Adric supposed he would have to help her. He surged to his feet and grabbed Jake's arm. It wasn't in time to prevent him sending Tegan flying, but it did absorb some of the force of the blow. He was aware of her on the floor behind him, dazed but moving. Now he just had to worry about himself.
He tried to meet the human's eyes. Tegan hadn't managed to make eye contact - perhaps that would get through to the real Jake, wherever he was buried. "Jake, you know she's right," he pleaded, as the enhanced human shook him, trying to dislodge him - Adric would've been all too happy to be dislodged if he'd thought there was any chance he wouldn't end up pasted against the nearest wall or ceiling in the process. "You have to remember who you are. We're your friends."
He could've hoped for that last to have more impact, but since mostly all he'd done so far in their relatively short acquaintance was to poke fun at the human's equations, he probably ought to have formed a more logically realistic prediction that it wouldn't. Instead, Jake tossed him into the wall with an audible, painful 'crack', scanned the room with his impassively controlled gaze, then continued on his way as though neither of them had ever stood in it.
Adric tried to rise to one knee and groaned as it proved to be just as ill-advised an idea as he'd thought it would. He fell back.
"Adric... Tegan!"
Nyssa stood in the door, her pale face oddly reddened in patches on the right hand side. Her arms were secured in front of her and there were obvious burns on her hands and arm from some kind of a laser cutter, and a sheen of sweat on her skin. Her eyes stared past them to Jake's vanishing figure, and returned glazed with a manic intensity.
"We have to warn the Doctor," she said. "Tell the Doctor that he has to stop Jake."
"Good luck with that," Adric said, pained, hunching over his ankle. "I think it's broken."
"Tegan--"
"I'll go." She lurched upright clutching her head. "You stay with Adric."

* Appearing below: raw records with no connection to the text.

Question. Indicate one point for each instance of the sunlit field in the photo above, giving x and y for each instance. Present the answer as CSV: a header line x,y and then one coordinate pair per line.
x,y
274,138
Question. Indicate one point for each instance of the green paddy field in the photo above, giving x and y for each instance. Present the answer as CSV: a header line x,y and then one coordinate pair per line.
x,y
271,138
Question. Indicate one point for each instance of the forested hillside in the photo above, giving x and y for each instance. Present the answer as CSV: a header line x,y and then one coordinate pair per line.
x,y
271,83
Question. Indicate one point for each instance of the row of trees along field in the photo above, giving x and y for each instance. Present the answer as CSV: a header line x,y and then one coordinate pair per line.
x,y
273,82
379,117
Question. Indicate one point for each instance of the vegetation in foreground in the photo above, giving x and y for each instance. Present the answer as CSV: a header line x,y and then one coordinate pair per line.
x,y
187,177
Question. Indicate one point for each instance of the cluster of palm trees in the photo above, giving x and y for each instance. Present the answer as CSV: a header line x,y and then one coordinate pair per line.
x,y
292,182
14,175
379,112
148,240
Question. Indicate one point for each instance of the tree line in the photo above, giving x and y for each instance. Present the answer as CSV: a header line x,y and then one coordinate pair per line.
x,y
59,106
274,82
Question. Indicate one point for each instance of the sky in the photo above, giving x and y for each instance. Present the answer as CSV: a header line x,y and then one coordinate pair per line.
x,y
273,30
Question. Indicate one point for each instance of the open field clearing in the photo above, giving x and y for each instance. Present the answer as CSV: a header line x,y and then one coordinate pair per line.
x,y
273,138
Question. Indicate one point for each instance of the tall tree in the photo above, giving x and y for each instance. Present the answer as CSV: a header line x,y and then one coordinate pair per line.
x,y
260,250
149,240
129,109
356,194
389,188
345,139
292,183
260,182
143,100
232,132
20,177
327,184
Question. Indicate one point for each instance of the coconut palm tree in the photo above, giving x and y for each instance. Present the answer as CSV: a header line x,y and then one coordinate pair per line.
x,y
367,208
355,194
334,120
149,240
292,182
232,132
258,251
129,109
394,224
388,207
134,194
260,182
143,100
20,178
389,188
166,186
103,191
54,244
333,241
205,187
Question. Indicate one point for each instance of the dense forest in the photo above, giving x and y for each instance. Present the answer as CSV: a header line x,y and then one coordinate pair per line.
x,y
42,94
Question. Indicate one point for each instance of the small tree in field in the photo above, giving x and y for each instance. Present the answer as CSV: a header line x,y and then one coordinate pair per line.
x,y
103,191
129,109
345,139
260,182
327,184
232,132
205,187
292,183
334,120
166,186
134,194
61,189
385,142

"What's the hurry anyhow?" Adric asked fearfully, sure that Nyssa had figured out something he'd missed.
"The warship's computer - it has control over Jake," she said. "I don't know exactly how, but... Tegan, a computer completes its programming. That's its function, it's mission. And we know this ship's last mission." If it was possible, she'd gone even paler. "There are at least a dozen missiles still capable of detonation on this vessel, and a whole population of the enemy out there. It can still complete its mission - it doesn't know this planet is at peace now. All of those people... we have to warn the Doctor and save them, somehow!"